Efficient deployment of Deep Neural Networks (DNNs), such as Large Language Models (LLMs), on tensor accelerators is essential for maximizing computational efficiency in modern AI systems. However, achieving this is challenging due to the enormous and complex design space created by the interaction of intra-layer mapping and inter-layer fusion. In this work, we present FADiff, a gradient-based optimization framework capable of automatically identifying high-quality intra-layer mapping and inter-layer fusion strategies to accelerate inference for DNN workloads. We first construct a unified and differentiable analytical cost model, which accurately predicts the energy and latency of both single-layer mappings and various layer fusion strategies. Then, by encoding discrete constraints into the loss function, we employ a gradient-based approach to efficiently explore the vast design space, determining the optimal joint strategy for mapping and fusion. Experimental results demonstrate the superiority of FADiff, achieving better optimization in terms of energy and latency compared to existing methods.

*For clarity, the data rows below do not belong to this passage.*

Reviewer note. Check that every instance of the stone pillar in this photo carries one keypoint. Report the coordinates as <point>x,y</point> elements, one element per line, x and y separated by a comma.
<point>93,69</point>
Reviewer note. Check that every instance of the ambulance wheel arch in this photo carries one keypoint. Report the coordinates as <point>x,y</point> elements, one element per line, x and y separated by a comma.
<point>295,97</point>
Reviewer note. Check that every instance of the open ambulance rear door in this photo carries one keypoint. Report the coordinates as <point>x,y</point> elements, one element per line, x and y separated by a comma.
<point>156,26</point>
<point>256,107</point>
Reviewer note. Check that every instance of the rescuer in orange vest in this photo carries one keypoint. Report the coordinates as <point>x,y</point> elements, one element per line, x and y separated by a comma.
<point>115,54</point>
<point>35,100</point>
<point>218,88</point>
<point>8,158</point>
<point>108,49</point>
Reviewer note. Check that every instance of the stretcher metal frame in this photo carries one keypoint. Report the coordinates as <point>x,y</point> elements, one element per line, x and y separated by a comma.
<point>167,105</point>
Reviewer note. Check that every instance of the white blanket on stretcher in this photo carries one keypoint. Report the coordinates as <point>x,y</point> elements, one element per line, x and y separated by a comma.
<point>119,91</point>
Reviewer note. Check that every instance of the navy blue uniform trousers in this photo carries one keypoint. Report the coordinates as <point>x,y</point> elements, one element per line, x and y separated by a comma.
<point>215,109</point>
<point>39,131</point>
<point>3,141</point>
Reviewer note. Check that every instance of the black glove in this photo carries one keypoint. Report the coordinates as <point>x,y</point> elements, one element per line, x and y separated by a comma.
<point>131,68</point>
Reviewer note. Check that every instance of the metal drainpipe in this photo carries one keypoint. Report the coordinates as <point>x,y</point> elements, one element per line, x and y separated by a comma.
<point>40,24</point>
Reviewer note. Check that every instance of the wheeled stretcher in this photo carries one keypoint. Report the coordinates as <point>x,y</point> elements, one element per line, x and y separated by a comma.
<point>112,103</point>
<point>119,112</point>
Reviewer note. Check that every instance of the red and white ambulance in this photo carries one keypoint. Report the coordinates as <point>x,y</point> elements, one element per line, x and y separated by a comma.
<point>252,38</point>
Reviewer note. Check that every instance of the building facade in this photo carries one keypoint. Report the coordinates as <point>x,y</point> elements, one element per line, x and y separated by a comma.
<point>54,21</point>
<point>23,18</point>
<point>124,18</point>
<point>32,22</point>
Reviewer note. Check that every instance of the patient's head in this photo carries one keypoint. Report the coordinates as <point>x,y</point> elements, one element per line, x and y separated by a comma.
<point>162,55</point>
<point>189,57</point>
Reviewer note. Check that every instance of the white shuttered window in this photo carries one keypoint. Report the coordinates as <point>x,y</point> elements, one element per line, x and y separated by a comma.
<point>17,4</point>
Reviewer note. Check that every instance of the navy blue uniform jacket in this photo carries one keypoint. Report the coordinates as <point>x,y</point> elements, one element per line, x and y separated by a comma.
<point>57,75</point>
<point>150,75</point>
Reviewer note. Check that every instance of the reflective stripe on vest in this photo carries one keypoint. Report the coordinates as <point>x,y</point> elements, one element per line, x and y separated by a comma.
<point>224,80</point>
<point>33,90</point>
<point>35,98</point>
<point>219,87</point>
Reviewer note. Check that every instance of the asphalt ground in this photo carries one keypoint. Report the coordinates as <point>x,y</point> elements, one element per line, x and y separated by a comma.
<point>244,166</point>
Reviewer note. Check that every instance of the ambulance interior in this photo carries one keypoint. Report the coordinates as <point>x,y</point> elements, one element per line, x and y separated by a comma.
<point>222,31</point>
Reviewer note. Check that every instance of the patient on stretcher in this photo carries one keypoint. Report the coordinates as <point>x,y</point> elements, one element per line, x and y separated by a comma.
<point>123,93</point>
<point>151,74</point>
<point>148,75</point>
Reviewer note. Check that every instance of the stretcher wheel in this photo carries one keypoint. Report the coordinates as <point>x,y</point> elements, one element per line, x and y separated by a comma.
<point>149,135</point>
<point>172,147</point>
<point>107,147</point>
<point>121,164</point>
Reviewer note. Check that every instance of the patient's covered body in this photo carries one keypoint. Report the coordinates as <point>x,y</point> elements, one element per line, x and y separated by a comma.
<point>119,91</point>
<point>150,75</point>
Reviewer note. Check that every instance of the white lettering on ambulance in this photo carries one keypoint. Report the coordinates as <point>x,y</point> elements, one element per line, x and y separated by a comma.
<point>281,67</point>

翻译：在张量加速器上高效部署深度神经网络（如大型语言模型）对于最大化现代人工智能系统的计算效率至关重要。然而，由于层内映射与层间融合相互作用所构成的庞大且复杂的设计空间，实现这一目标极具挑战性。本文提出FADiff，一种基于梯度的优化框架，能够自动识别高质量的层内映射与层间融合策略，以加速深度神经网络工作负载的推理。我们首先构建了一个统一且可微分的解析成本模型，该模型能够准确预测单层映射及多种层融合策略的能耗与延迟。随后，通过将离散约束编码至损失函数中，我们采用基于梯度的方法高效探索广阔的设计空间，从而确定映射与融合的最优联合策略。实验结果表明，FADiff相较于现有方法在能耗与延迟方面实现了更优的优化效果。